Using Real-World Data to Emphasize Outcomes
One key component to optimize patient access to these therapies, both now and in the future, is establishing an effective process to collect and analyze real-world data and evidence. The data will provide clarity around the use and effectiveness of the treatments, which is critical not only to emphasize patient outcomes but to provide decision-makers with the information needed to support regulatory and reimbursement decisions. The use of real-world data and evidence is particularly important for these therapies, as they target diseases that affect small numbers of people. During the product development phase, clinical trials for Rare Disease therapies often involve fewer patients and are more likely to be non-randomized – factors that make it more difficult to generate the data and information payers seek. 

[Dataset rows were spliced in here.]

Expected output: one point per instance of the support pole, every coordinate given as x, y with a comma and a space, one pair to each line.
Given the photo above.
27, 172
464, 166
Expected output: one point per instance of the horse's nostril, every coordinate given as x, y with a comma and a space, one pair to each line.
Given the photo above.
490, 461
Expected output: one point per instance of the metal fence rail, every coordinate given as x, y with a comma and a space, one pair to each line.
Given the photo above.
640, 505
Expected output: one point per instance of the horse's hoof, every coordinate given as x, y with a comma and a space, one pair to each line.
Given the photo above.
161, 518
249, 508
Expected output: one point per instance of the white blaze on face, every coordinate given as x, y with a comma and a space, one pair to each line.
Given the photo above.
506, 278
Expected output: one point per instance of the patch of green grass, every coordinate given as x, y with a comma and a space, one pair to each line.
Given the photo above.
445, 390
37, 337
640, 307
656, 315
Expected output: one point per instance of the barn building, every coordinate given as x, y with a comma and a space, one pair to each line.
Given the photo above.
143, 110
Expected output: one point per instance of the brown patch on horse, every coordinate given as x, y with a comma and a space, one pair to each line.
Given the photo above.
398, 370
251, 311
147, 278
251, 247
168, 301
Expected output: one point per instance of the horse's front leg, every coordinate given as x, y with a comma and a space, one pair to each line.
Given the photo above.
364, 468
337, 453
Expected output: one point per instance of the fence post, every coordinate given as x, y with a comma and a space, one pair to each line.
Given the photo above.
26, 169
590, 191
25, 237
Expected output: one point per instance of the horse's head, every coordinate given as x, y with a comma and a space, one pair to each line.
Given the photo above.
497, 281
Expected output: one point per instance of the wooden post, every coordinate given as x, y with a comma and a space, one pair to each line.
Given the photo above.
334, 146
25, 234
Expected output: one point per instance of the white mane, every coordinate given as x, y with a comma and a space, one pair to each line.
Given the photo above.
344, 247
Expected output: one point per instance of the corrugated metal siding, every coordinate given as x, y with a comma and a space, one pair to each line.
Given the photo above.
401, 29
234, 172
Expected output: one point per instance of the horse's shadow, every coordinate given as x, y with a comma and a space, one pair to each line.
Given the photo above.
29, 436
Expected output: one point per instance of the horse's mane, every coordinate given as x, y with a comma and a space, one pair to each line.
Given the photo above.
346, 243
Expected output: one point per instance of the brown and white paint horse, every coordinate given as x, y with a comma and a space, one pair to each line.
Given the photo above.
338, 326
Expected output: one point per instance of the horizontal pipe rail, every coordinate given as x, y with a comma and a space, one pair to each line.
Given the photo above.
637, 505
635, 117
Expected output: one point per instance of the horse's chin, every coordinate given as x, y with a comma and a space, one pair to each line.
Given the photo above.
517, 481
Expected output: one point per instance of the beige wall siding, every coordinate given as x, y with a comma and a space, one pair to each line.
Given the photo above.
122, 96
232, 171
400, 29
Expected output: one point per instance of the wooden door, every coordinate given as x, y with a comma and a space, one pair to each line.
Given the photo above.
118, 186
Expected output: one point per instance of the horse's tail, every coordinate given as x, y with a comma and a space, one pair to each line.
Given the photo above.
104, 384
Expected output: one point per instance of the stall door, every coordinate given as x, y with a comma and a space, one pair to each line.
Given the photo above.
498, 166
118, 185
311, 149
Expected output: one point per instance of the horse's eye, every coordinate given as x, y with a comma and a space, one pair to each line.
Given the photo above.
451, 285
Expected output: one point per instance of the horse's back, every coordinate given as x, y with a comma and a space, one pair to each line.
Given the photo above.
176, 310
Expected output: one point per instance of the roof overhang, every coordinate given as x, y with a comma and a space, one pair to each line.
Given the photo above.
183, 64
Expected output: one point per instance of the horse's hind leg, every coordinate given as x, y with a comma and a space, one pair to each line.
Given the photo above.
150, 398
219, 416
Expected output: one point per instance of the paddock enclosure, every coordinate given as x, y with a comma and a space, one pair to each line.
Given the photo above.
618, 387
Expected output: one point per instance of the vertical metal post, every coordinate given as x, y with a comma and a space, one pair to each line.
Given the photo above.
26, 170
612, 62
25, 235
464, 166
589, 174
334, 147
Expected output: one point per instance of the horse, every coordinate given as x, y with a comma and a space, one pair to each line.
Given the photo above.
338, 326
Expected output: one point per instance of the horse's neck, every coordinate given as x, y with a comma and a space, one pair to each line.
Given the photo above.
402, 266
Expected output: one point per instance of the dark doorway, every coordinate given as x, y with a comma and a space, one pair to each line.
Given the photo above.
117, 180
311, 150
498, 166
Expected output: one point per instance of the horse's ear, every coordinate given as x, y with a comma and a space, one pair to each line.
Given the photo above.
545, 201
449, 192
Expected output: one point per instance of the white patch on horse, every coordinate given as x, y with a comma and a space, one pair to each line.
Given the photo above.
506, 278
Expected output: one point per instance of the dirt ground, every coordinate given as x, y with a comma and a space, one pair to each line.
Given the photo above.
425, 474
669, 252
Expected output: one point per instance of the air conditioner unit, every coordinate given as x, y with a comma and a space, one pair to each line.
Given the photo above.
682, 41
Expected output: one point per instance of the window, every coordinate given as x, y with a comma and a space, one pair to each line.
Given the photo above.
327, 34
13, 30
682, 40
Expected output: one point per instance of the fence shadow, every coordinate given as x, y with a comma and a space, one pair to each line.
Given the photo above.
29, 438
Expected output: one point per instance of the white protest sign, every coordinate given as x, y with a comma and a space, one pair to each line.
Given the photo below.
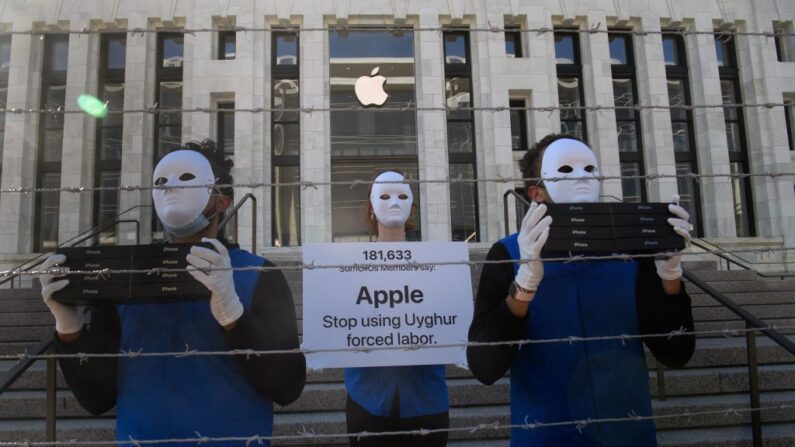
390, 299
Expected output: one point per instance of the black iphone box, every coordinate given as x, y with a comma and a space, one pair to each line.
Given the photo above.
158, 284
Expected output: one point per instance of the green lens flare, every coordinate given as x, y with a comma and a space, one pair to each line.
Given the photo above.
92, 106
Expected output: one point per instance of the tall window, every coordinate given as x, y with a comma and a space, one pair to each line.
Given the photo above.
513, 41
460, 135
625, 94
107, 159
5, 65
735, 134
168, 124
285, 140
570, 92
364, 140
519, 140
48, 175
682, 126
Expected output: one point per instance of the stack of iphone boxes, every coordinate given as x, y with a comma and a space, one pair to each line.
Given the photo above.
165, 278
610, 228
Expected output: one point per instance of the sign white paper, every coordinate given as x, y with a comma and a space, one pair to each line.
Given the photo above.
388, 300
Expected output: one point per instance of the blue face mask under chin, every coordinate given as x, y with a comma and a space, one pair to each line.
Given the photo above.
198, 224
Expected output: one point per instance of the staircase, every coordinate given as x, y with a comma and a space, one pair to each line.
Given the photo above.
715, 378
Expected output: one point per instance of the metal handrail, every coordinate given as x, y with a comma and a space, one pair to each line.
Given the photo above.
234, 212
742, 264
86, 235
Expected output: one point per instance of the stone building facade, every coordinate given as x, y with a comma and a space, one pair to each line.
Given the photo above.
244, 55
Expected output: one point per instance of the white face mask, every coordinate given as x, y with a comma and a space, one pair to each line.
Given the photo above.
180, 209
570, 158
391, 201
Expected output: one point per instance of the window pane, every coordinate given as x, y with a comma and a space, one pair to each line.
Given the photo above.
113, 95
349, 204
169, 139
285, 96
286, 49
671, 50
624, 96
172, 52
741, 206
676, 98
687, 194
111, 143
564, 48
458, 94
455, 48
463, 212
56, 57
460, 137
627, 136
287, 207
53, 145
569, 96
630, 187
228, 44
54, 100
170, 99
733, 136
618, 49
513, 44
108, 206
681, 134
286, 139
5, 54
116, 54
47, 216
729, 97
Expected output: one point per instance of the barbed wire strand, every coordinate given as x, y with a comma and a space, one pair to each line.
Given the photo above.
579, 424
596, 29
305, 184
407, 108
409, 265
570, 340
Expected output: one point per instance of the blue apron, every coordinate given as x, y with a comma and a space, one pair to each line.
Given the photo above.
421, 390
169, 398
581, 380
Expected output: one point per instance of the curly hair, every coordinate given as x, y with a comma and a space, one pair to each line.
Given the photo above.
530, 164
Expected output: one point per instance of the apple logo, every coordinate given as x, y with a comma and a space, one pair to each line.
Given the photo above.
370, 89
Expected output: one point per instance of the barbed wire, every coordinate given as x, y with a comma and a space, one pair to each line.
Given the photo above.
570, 340
408, 108
408, 265
305, 184
594, 29
579, 424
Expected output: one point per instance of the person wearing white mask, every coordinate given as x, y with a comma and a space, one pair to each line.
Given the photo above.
560, 382
168, 397
395, 398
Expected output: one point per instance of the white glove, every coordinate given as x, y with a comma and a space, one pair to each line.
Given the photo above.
532, 237
68, 319
671, 268
225, 305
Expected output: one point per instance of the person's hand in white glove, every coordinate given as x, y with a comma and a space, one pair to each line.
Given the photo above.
225, 305
68, 319
670, 269
532, 237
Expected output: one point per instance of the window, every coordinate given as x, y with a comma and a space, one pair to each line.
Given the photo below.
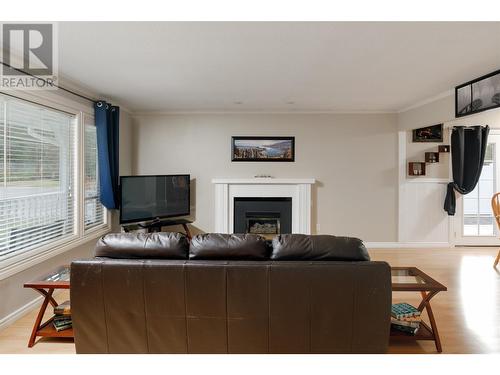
478, 218
37, 176
94, 210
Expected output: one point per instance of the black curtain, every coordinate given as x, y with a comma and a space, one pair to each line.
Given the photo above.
468, 147
107, 119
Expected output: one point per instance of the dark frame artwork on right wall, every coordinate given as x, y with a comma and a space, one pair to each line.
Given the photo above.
478, 95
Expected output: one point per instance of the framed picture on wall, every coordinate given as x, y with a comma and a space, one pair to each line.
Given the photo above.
433, 133
478, 95
262, 148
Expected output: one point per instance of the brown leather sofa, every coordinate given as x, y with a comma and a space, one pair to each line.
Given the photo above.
157, 293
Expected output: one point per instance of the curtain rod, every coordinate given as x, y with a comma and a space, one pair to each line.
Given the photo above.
471, 127
53, 84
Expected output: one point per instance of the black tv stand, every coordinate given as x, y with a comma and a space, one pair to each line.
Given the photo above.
157, 224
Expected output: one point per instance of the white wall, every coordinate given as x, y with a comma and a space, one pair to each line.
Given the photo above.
421, 214
353, 157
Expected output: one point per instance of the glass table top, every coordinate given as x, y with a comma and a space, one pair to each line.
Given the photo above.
406, 276
61, 274
58, 278
413, 279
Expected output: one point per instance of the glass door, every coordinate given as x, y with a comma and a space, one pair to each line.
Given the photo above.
476, 224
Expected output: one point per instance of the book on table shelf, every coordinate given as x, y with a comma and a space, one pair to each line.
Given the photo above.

As part of its strategy, Health Canada can establish a national system to collect and analyze data. There is a significant opportunity to leverage current data sources and to create partnerships between integrated service providers and public payers to collect real-world evidence to support the overall strategy for using real-world data to inform decision-making. This data collection process, which can be initiated following product approval from Health Canada, can accelerate patient access to therapies and help regulators learn sooner how the drug performs in a real-world setting. Additionally, Health Canada can seek opportunities to join an international network to gain access and contribute to a larger pool of real-world data. By working with countries around the world, Canada can adopt best practices to improve patient access and leverage existing data sets to support decisions on products available in Canada. 

While the heightened focus and investment to build this strategy represents a monumental step forward, it is important to maintain this momentum and drive long-term change that positively impacts the lives of Canadians living with rare diseases. By Rare Disease Day in 2023, it’s critical for Health Canada – in collaboration with stakeholders across the industry – to take meaningful steps toward unveiling a national strategy that adequately supports the unique needs of patients and caregivers to ensure consistent and fair access to the medication and services they need.